Girão acredita que o uso político e eleitoral da CPI é deliberado e se aprofundou nas últimas semanas, de forma a interpretar que o colegiado antecipa não apenas a eleição para a Presidência da República, mas também para os governos estaduais. O senador destaca, contudo, que acredita ser possível discutir o voto impresso.
"Vai depender muito da mobilização popular. O presidente [Rodrigo Pacheco] deu declaração dizendo que não tem clima, mas o clima muda. Se tem uma coisa que o político respeita é um povo organizado que sabe se manifestar, seja por redes sociais ou nas ruas. Eu não tenho a menor dúvida", defende Girão.
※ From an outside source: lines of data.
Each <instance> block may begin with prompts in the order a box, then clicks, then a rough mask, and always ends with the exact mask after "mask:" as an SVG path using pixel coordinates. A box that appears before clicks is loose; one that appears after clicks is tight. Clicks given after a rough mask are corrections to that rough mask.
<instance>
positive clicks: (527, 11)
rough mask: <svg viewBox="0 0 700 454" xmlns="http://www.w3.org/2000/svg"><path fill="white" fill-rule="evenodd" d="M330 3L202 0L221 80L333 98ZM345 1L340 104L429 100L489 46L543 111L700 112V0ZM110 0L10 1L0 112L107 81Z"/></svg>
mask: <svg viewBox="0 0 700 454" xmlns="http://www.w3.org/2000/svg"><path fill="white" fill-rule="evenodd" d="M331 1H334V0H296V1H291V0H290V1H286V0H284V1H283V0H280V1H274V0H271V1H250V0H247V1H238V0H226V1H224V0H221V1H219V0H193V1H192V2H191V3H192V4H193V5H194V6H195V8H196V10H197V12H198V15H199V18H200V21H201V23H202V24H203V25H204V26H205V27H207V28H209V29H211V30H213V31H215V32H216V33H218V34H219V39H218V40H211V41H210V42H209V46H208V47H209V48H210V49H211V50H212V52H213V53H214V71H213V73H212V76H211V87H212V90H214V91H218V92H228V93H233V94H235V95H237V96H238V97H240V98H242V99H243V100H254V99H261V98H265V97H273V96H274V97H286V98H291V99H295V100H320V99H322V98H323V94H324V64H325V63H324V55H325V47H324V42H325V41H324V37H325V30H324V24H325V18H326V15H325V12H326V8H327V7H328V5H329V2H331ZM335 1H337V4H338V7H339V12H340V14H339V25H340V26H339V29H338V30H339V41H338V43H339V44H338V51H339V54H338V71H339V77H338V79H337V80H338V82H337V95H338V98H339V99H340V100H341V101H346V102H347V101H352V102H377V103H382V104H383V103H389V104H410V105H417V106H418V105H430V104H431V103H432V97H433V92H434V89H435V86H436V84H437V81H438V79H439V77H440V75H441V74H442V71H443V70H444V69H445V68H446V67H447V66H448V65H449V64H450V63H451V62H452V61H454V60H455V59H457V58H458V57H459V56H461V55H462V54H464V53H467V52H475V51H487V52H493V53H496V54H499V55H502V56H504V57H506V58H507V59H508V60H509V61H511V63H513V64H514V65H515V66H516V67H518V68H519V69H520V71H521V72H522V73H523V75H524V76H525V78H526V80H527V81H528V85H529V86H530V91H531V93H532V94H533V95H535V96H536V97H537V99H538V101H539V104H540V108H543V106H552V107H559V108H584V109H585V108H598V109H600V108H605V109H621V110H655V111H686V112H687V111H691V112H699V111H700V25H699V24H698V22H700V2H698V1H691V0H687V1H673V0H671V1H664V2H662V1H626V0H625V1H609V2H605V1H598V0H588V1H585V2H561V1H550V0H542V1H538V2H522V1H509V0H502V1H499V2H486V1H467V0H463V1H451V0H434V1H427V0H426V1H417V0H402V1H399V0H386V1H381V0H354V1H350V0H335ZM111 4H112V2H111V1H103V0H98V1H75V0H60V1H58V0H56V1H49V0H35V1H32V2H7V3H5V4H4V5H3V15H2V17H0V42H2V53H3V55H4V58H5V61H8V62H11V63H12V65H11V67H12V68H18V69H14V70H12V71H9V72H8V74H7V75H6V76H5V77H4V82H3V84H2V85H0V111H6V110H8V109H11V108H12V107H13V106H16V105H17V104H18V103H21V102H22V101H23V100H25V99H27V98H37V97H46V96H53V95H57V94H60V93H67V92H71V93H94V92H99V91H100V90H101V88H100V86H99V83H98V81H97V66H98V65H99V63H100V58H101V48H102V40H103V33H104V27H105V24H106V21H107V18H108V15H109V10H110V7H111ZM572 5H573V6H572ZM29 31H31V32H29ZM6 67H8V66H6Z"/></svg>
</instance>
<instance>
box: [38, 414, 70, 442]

O placar apertado na Câmara sugere para Girão que o voto impresso é uma pauta que merece uma discussão técnica e despolitizada no Senado. Mas reforça que tudo dependerá da reação popular. "Se tivermos uma mobilização popular que sensibilize a Casa, a gente tem chance de aprofundar e deliberar. Como depende do presidente da Casa e da CCJ autorizar [a discussão], então, a população, de forma sempre respeitosa e pacífica, precisa se manifestar. E a gente, aqui, falar, tentar sensibilizar", insiste o senador.
O que diz a PEC no Senado
Com uma redação prevendo o voto impresso dentro de uma reforma eleitoral, é natural que a PEC 113/15 tenha uma redação vasta. Em síntese, a proposta altera a forma de financiamento das campanhas eleitorais, proíbe a reeleição de chefes do poder Executivo, altera a forma de acesso dos partidos ao fundo partidário, reduz a idade para cargos eletivos, reduz exigência para apresentação de projetos de lei de iniciativa popular, entre outros pontos.
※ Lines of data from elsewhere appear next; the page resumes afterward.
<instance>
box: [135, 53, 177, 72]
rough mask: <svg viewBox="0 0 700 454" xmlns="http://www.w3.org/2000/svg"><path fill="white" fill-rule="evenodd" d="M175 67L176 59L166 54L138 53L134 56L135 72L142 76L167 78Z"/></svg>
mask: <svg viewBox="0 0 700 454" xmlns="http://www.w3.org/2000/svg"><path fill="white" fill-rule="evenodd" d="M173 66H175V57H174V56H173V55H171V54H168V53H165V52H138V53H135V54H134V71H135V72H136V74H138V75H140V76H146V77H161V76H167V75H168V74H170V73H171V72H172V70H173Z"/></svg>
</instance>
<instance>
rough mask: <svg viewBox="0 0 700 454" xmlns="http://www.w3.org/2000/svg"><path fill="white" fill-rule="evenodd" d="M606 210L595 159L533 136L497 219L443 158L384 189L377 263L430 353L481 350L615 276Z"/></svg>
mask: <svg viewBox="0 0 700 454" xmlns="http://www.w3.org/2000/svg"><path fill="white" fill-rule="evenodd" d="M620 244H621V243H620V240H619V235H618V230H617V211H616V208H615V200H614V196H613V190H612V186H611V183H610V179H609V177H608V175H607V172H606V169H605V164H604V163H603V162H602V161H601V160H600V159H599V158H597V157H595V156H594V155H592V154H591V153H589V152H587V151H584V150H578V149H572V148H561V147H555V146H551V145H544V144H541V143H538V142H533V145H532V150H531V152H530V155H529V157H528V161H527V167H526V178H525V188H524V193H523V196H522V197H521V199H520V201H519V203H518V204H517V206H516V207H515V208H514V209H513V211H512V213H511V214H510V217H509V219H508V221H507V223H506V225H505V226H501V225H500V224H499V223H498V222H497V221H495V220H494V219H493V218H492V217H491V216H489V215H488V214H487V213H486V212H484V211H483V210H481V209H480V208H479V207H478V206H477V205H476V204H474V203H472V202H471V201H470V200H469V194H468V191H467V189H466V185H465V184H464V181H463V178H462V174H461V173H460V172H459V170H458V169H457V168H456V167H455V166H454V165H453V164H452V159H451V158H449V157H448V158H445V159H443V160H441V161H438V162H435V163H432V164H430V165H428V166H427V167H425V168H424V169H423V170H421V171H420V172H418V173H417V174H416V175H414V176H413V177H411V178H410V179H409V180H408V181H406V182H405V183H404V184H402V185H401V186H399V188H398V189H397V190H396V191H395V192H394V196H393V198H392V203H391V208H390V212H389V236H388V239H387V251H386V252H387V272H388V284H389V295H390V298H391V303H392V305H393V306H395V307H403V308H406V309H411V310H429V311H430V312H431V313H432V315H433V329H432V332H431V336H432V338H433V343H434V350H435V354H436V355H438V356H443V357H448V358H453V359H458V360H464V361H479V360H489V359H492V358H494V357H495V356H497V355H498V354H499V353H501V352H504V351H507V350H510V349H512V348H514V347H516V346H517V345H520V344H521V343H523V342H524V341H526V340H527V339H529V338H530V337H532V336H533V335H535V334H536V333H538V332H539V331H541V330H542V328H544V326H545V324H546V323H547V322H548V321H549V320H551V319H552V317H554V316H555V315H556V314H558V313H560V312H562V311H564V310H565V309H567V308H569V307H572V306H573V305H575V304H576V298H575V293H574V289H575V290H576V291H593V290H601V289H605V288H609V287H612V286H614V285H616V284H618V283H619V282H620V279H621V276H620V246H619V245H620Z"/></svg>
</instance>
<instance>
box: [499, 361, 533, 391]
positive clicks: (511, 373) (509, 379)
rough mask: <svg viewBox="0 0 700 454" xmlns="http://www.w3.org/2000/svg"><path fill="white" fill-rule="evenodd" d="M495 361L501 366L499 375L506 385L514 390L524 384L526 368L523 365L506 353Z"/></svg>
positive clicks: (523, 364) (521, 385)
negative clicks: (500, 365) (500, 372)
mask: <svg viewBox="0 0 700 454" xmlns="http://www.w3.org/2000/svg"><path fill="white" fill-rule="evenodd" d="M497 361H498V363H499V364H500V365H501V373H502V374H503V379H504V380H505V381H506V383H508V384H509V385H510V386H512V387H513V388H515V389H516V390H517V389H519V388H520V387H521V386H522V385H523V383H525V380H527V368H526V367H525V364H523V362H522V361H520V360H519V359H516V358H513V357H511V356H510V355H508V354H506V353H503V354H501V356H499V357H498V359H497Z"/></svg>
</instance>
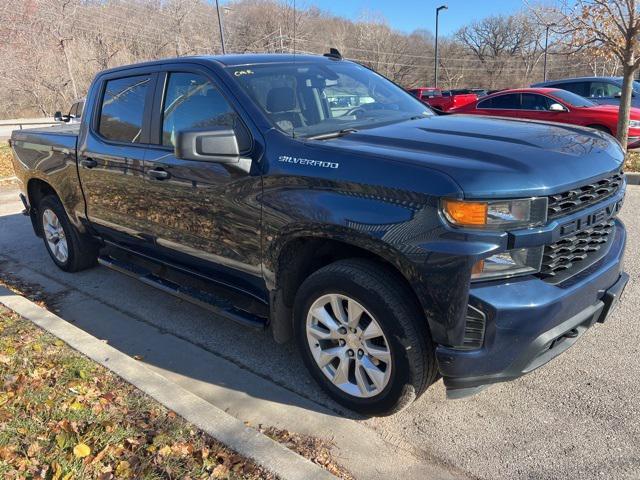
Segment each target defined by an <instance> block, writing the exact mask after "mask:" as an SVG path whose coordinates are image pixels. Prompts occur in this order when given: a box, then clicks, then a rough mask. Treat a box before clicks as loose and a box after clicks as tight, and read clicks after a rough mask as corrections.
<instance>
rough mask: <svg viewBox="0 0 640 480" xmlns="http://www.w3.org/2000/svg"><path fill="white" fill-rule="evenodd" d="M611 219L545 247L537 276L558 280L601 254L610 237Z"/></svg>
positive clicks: (585, 263) (577, 271)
Quanto ao voto impresso, a proposta propõe uma redação semelhante ao texto original da PEC rejeitada pela Câmara. "No processo de votação eletrônica, a urna imprimirá o registro de cada votação, que será depositado, de forma automática e sem contato manual do eleitor, em local previamente lacrado".
A PEC 113 ainda deixa claro que o processo de votação só é concluído no momento em que o eleitor confirme a "correspondência entre o teor do registro de seu voto, após impresso e exibido pela urna eletrônica, e o voto que efetuou".
A redação deixa claro que é "garantido o total sigilo do voto". O texto exclui a proposta do substitutivo da PEC do voto impresso da Câmara, que defendia a apuração pública e manual de 100% das cédulas impressas.